WICHITA, Kan. (KSNW) – A Wichita man’s motorcycle may have people taking a double or triple look.

“Some people call it art. Some people call it junk,” laughed Lyle Powers.

Powers is the proud owner of the Kansas Ratbike; a Harley he has transformed into moving memories.

“The stories people get to share, that’s the best part of doing what I do,” he said.

It all started in 2009 when Powers was on a trip driving through Colorado.

“We ran across an elk that was on the side of the road. Got a wild hair and decided I would attach it to the bike, so the lower part of the leg rode with us to Nevada,” he explained.
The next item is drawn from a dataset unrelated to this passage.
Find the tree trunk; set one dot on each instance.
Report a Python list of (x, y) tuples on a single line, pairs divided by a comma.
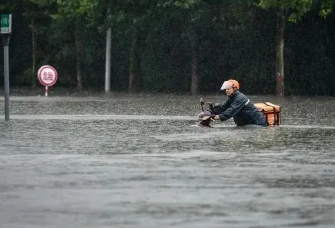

The collection grew from there.

“People started adding more stuff, and more stuff and more stuff. Then, it became a conversation piece and then we just started adding stuff as we went along,” Powers said. “I have had people literally take their shoes off and hang them on the bike. People take off watches, earbuds, mp3 players, and just set them on the bike.”

The bike has everything from a mannequin leg to a fishing pole and a bedpan. KSN asked Powers if he uses the bedpan. He said not exactly.

“It’s a great catch all. It’s got all my markers where people sign, so, no, I don’t use it,” he laughed.

All jokes aside, Powers said of the more than 100 items on his bike, he cherishes the veteran memorabilia and the dog tags the most.

“It’s an honor for somebody to trust, to want to share, to know I will carry on the person’s or pet’s legacy with me,” Power said.

Powers has also collected signatures from around the globe.

“I met a couple from Israel which was really neat when I was in Arkansas. Some Germans have signed on it, some people from Canada. I have had infants sit on it with their parents, of course, all the way up to, I went to senior homes,” he said. “What’s really neat is I will be in another state and somebody will come up and say ‘oh, I signed your bike two years ago and they will find their signature.'”

Powers will admit it’s a balancing act when deciding where and how to place each item. However, he said he would not have it any other way.

“I would love for the stories to get as big as they could because it’s not about myself. It’s about the bike and what it represents: the stories, the kids, our veterans, our police, our firemen, everybody that is in community service,” he said.